Somos seres de impacto, provavelmente você se lembra muito mais de quando se formou do que de todos os dias em que esteve em sala de aula.
Muito do que você sabe até hoje é fruto de um processo lento e contínuo realizado por você e seus professores durante anos. Mas isso não tem o mesmo impacto do grande evento que encerrou esse período.
O mesmo acontece na saúde: valorizamos grandes performances cirúrgicas e intervencionistas e praticamente ignoramos o impacto de nossas ações cotidianas, embora saibamos que a construção de saúde é algo diário, realizada nos momentos não grandiosos, dos quais muitas vezes não nos lembramos por completo.
Comumente, o nosso processo de saúde é acompanhado por um médico não intervencionista, mas esse profissional parece ter menos poderes do que um médico que propõe uma grande operação.

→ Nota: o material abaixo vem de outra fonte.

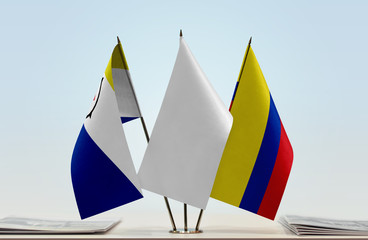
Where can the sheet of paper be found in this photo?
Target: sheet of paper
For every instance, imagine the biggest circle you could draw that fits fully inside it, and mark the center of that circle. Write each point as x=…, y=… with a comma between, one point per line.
x=34, y=225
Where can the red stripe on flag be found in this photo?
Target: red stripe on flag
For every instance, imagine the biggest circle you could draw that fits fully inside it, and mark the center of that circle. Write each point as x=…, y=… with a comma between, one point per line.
x=276, y=186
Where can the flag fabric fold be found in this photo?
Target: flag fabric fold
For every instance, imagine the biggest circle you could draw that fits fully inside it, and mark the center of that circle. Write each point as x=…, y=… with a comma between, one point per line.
x=258, y=156
x=102, y=170
x=188, y=138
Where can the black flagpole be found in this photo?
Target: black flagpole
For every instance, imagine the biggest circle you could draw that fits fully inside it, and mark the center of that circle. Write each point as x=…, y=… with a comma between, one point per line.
x=147, y=138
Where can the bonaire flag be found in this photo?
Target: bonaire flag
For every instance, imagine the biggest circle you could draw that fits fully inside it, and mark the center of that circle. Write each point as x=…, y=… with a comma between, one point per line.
x=102, y=169
x=257, y=158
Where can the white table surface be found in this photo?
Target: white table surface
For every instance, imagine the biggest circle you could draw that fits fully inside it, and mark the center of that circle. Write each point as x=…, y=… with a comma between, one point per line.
x=213, y=226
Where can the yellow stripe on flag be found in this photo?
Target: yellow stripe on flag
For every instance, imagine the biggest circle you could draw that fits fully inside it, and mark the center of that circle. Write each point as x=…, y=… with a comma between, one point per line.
x=250, y=113
x=117, y=60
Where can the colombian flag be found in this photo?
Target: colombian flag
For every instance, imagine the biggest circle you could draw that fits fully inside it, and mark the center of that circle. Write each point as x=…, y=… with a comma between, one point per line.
x=257, y=158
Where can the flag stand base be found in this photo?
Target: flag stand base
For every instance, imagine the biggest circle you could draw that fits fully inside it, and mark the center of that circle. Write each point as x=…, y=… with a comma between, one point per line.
x=182, y=231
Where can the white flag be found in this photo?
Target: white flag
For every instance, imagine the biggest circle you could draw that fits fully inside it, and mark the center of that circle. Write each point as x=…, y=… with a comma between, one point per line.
x=188, y=138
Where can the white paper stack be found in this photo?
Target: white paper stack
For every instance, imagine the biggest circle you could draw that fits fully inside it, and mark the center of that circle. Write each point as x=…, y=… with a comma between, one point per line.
x=43, y=226
x=321, y=226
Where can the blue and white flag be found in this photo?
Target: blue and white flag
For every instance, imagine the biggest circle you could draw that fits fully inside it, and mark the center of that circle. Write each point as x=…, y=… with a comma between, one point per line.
x=102, y=169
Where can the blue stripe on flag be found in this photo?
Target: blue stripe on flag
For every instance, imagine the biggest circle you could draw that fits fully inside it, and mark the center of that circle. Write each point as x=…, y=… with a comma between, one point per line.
x=98, y=183
x=264, y=164
x=127, y=119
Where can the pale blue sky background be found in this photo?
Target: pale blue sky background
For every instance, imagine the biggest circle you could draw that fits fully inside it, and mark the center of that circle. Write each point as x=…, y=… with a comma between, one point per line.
x=313, y=55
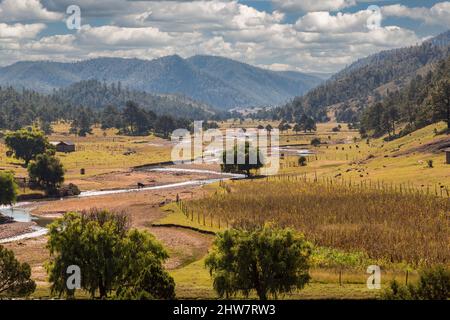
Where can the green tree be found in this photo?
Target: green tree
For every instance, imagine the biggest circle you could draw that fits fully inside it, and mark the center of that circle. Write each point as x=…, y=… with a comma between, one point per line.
x=433, y=284
x=15, y=277
x=302, y=161
x=27, y=143
x=315, y=142
x=111, y=118
x=8, y=189
x=143, y=275
x=440, y=99
x=267, y=260
x=252, y=159
x=82, y=124
x=47, y=172
x=111, y=257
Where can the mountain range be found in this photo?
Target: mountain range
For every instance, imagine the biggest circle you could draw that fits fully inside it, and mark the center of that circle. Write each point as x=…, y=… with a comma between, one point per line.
x=372, y=78
x=219, y=82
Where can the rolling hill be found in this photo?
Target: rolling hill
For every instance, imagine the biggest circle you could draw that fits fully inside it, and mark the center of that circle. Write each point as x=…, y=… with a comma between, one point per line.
x=219, y=82
x=371, y=79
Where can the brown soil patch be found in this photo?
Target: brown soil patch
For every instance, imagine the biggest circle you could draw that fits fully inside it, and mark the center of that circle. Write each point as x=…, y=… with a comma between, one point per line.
x=8, y=230
x=130, y=178
x=435, y=146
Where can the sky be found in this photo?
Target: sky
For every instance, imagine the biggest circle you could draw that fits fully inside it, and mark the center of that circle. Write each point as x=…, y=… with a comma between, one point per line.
x=313, y=36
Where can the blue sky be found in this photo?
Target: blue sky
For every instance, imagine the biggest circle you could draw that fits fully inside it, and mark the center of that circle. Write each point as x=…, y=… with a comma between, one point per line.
x=303, y=35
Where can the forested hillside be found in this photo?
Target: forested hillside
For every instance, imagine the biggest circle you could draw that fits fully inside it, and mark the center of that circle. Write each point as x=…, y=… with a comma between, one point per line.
x=98, y=95
x=89, y=102
x=424, y=101
x=218, y=82
x=369, y=80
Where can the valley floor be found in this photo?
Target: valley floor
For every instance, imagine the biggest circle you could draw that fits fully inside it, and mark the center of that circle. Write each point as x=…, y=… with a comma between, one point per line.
x=398, y=164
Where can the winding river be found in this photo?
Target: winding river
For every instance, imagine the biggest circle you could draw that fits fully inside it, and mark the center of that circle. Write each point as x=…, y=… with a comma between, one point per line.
x=21, y=213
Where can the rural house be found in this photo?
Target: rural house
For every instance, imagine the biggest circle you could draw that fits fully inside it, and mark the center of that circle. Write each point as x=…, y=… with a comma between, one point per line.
x=63, y=146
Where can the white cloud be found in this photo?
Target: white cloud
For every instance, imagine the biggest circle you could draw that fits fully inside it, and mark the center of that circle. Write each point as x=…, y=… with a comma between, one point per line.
x=20, y=31
x=318, y=41
x=341, y=22
x=313, y=5
x=439, y=14
x=26, y=10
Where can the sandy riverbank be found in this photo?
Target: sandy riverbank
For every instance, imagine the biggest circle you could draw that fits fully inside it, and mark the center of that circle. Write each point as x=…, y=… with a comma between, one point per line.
x=14, y=229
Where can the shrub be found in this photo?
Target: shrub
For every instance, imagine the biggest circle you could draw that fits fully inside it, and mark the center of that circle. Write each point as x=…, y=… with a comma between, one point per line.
x=315, y=142
x=302, y=161
x=267, y=260
x=46, y=172
x=434, y=284
x=69, y=190
x=111, y=257
x=15, y=277
x=8, y=187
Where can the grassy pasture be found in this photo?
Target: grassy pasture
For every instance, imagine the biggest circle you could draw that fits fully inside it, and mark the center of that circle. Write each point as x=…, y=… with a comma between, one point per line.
x=99, y=153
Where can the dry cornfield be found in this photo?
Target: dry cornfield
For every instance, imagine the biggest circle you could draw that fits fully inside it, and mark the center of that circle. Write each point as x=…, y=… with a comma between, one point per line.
x=388, y=226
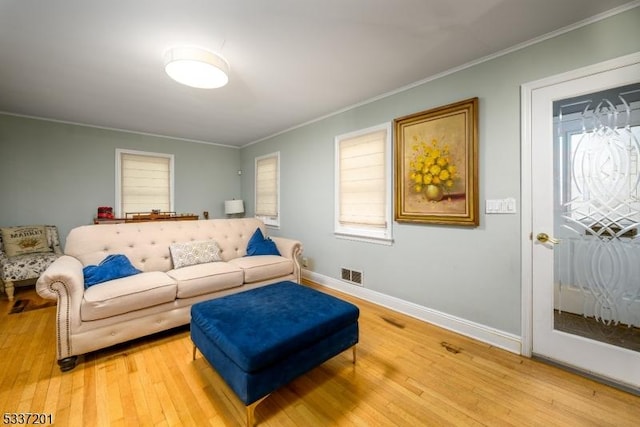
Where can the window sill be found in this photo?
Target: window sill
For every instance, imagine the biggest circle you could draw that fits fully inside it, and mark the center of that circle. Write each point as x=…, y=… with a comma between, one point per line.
x=386, y=241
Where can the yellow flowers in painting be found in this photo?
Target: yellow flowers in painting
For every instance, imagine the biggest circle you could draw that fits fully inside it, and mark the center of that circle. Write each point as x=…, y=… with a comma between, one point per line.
x=430, y=169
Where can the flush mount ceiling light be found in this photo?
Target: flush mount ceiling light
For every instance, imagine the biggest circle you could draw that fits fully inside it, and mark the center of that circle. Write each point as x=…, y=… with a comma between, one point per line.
x=196, y=67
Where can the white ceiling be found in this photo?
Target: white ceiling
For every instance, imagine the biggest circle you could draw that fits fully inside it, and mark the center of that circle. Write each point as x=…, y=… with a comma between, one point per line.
x=100, y=63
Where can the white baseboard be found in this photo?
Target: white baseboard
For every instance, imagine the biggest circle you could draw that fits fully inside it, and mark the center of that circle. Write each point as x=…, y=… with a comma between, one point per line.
x=491, y=336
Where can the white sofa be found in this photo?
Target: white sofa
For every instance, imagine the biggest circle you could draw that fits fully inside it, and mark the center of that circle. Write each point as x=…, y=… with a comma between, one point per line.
x=161, y=296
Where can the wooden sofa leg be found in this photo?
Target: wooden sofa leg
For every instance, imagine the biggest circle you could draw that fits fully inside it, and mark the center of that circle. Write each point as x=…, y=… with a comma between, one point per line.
x=9, y=288
x=251, y=409
x=68, y=363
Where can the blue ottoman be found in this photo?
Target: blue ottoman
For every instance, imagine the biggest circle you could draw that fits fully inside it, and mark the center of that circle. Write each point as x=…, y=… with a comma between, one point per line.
x=261, y=339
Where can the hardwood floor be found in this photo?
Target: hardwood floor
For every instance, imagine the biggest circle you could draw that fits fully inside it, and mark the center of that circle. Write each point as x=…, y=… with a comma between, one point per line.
x=407, y=373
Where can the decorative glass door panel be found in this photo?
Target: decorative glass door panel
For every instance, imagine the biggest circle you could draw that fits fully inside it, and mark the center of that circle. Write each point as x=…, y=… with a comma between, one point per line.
x=585, y=219
x=597, y=216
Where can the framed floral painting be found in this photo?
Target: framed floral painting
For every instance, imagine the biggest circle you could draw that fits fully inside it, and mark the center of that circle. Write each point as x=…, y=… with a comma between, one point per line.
x=436, y=165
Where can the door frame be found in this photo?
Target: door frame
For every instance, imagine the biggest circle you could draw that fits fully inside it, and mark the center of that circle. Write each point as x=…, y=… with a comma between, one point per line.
x=526, y=180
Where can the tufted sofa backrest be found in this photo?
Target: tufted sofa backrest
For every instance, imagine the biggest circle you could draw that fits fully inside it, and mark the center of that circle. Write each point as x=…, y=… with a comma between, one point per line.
x=146, y=244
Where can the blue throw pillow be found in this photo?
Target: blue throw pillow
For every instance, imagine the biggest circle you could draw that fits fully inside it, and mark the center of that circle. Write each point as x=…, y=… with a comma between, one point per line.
x=112, y=267
x=259, y=245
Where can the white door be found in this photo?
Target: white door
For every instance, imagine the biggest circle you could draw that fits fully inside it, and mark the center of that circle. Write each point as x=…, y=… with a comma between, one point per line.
x=584, y=243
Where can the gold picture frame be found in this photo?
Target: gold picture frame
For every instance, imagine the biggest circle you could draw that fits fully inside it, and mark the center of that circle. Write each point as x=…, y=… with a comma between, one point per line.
x=436, y=165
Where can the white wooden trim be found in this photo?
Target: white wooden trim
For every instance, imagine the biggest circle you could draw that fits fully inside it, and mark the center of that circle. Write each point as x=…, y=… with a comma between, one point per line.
x=486, y=334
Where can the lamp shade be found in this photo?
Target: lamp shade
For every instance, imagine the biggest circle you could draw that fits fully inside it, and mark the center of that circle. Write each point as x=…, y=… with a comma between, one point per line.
x=196, y=67
x=233, y=206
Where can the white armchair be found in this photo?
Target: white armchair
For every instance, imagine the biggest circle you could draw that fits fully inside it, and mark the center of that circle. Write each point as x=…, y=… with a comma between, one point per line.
x=27, y=268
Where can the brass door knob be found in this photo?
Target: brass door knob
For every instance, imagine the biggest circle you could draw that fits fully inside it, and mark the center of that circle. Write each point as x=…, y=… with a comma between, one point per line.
x=544, y=238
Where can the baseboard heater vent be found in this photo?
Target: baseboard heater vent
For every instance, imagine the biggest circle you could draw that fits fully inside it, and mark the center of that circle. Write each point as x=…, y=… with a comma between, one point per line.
x=352, y=276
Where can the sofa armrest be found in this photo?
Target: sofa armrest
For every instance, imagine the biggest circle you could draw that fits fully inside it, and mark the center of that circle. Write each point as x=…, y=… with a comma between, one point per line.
x=64, y=281
x=62, y=278
x=291, y=249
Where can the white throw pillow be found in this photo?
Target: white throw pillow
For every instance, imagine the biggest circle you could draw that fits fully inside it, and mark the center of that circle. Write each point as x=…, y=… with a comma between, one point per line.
x=195, y=252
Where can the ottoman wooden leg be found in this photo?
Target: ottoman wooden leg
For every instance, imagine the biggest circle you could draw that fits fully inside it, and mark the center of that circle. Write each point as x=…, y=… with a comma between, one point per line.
x=251, y=411
x=9, y=289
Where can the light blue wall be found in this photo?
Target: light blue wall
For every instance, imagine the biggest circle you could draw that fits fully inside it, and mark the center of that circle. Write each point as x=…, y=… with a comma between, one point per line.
x=58, y=173
x=474, y=273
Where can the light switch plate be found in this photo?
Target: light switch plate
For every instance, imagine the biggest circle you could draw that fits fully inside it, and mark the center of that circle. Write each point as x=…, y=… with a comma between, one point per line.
x=500, y=206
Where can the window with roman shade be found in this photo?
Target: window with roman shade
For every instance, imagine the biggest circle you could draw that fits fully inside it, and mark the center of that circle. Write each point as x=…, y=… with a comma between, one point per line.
x=267, y=173
x=144, y=181
x=363, y=184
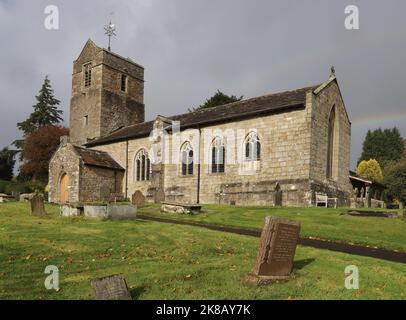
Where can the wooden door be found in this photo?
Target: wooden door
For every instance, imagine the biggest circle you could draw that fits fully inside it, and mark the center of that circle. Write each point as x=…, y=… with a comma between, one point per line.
x=64, y=188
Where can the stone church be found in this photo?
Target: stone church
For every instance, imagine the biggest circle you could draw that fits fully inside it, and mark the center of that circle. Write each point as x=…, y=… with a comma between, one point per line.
x=277, y=149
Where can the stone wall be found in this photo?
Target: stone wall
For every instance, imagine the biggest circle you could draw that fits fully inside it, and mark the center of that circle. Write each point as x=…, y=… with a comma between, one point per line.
x=103, y=104
x=321, y=105
x=64, y=161
x=92, y=178
x=119, y=153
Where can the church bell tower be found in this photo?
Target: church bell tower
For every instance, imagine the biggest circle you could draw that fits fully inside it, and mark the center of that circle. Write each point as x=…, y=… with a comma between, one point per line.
x=107, y=94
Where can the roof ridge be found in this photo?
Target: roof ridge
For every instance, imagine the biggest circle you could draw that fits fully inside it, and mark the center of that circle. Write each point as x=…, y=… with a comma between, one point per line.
x=252, y=98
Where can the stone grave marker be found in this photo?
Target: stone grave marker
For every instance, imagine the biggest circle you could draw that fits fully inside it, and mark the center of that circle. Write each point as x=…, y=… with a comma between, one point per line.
x=138, y=199
x=111, y=288
x=104, y=193
x=37, y=205
x=276, y=251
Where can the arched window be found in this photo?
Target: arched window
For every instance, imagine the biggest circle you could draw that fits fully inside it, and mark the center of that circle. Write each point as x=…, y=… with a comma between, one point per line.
x=142, y=166
x=218, y=156
x=252, y=147
x=330, y=143
x=186, y=159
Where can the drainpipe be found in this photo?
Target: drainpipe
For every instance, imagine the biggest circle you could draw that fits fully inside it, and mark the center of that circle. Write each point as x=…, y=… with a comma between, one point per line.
x=198, y=169
x=126, y=170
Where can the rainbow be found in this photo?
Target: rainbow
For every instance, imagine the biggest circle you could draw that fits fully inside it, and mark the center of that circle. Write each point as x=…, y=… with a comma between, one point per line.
x=378, y=118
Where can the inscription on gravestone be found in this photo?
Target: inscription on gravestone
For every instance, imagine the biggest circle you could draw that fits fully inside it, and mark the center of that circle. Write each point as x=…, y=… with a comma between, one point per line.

O clínico geral, o médico da família, o clínico de dor... todos esses profissionais costumam conhecer o paciente com muito mais profundidade, pois os acompanham há anos. Ainda assim, seu conhecimento parece ser inferior ao do médico que se propõe a realizar algo que vai para a escala do grandioso e que não depende da ação do paciente. O médico se torna protagonista da vida desse indivíduo.
Eu entendo o apelo de poder abrir mão do controle de alguma parte da vida. É tentador entregar ao outro parte da responsabilidade pelo que nos ocorre. Precisamos nos responsabilizar por tanto na vida, que é quase irresistível deixar que alguém tome conta e resolva um problema sem precisarmos nos implicar tanto.
No entanto, não é raro que as operações cirúrgicas sigam um método protocolar, ou seja, o mesmo método para todos os pacientes, ignorando suas individualidades.
Para o paciente pode ser um dia grandioso. Para o médico, não é nada mais do que mais um dia, e nem sempre há o desejo de envolvimento com a história dessa pessoa que o procura.
A experiência de vida de cada um é única e se faz no cotidiano. Mesmo após um evento cirúrgico, algo precisa mudar para que não exista a necessidade de realizá-lo novamente.
Todo profissional da saúde precisa se propor a um envolvimento profundo com a pessoa que o procura. Se isso não ocorrer, o tratamento fica raso e, comumente, insuficiente.
Qual o papel de um profissional na construção da sua saúde?
Uma cirurgia de hérnia de coluna, por exemplo, se não for acompanhada por uma mudança de hábitos e outros cuidados, precisará ser realizada novamente.
Esses outros cuidados serão acompanhados por outros profissionais, que precisam ter autonomia, e não é coerente que suas percepções sejam inferiorizadas em detrimento de algum outro que não conhece o paciente tão bem quanto eles.